(j3.2006) [Fwd: Fortran 2008 query]
Bill Long
longb
Tue Oct 31 16:52:35 EDT 2017
Hi Tom,
Thanks for the detailed exposition of the issues faced by your models. Well within the spirit of ?use cases? . (Also, notably absent is any mention of needing preprocessing, Cmake, or configure :) ! )
Some observations below...
> On Oct 26, 2017, at 5:57 PM, Clune, Thomas L. (GSFC-6101) <thomas.l.clune at nasa.gov> wrote:
>
>
>> On Oct 26, 2017, at 5:47 PM, Bill Long <longb at cray.com> wrote:
>>
>>>
>>> On Oct 26, 2017, at 4:07 PM, Clune, Thomas L. (GSFC-6101) <thomas.l.clune at nasa.gov> wrote:
>>>
>>> Not on any systems acquired at NASA. Granted we?re no longer doubling memory-per-core with each generation of our cluster, but it is still growing. Previous machine wast 128 GB on 28 cores. Next machine is 256 GB on 40 cores. And this is primarily driven by the requirements of our Earth system model (including data assimilation).
>>
>> Well, this is today. Van was taking about the future. Memory-cpu bandwidth and latency are increasing a bottleneck. The current DIMM model for memory will not last on high-performance systems. Future memory schemes will involve (faster) memory incorporated into the processor chip, or stacked very close. And less memory/chip. With more cores, definitely less memory/core. Has your favorite Intel salesman not mentioned the 72-core chips?
>>
>>>
>>> We of course wish to reduce the memory footprint, as it would likely mean we could buy (and use) more cores. But in practice it is very hard to make headway.
>>
>> Indeed, changing the memory layout is hard.

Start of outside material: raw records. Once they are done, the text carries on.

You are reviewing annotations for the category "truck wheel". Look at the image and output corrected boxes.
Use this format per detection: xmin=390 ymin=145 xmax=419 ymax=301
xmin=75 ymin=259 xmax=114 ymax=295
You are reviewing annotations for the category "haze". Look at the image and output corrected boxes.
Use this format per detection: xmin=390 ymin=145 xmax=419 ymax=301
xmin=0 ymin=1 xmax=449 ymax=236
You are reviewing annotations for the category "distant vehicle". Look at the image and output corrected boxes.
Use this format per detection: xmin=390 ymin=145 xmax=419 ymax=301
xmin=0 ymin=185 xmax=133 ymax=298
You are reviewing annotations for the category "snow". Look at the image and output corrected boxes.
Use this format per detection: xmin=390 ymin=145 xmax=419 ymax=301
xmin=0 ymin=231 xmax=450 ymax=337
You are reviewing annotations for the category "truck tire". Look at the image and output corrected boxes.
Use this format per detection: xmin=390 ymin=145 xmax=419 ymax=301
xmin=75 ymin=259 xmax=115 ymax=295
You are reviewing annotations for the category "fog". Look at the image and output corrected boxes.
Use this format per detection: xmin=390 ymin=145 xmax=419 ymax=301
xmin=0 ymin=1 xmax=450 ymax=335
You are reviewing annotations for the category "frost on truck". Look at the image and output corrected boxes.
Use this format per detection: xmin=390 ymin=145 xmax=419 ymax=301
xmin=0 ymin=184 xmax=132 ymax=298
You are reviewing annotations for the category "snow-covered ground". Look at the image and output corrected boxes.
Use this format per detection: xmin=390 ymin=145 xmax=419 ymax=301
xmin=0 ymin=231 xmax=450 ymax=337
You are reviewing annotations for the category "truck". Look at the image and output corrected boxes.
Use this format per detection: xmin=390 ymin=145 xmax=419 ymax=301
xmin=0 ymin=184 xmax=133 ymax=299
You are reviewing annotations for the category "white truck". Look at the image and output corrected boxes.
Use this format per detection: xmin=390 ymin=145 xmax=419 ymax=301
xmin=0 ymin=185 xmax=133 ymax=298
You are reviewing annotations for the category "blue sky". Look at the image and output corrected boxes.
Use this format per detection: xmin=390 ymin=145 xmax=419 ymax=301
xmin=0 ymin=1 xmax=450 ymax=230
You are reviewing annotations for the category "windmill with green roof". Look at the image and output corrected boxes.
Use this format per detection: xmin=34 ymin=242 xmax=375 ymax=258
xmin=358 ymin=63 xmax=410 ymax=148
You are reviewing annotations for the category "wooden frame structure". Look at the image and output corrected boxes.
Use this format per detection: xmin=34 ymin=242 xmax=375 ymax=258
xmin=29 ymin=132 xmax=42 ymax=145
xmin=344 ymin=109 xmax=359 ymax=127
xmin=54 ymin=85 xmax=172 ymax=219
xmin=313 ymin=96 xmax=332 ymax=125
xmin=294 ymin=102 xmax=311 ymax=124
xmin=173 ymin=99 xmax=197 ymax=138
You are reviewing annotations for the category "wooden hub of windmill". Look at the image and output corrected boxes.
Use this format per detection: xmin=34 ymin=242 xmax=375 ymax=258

Basically it's equivalent to writing better parallelism into to the code so that the data can be distributed over a larger set of nodes. This takes thought, and sometimes a disruptive redesign. Fortunately, Fortran is better designed for this than other languages.
>
> Actually that is not our major problem. It is just the sheer number of arrays that are all decomposed in the same manner. Basically the ?state? of a modern Earth system model is very data intensive.
>
> We know that some of the arrays that currently persist across time-steps could be deallocated while other components execute. We don?t know how much could be saved that way but maybe as much as 2x. Perhaps even more could be saved by recomputing some arrays at each entry. Here we would be trading off between memory and computation. But could be a win in some cases.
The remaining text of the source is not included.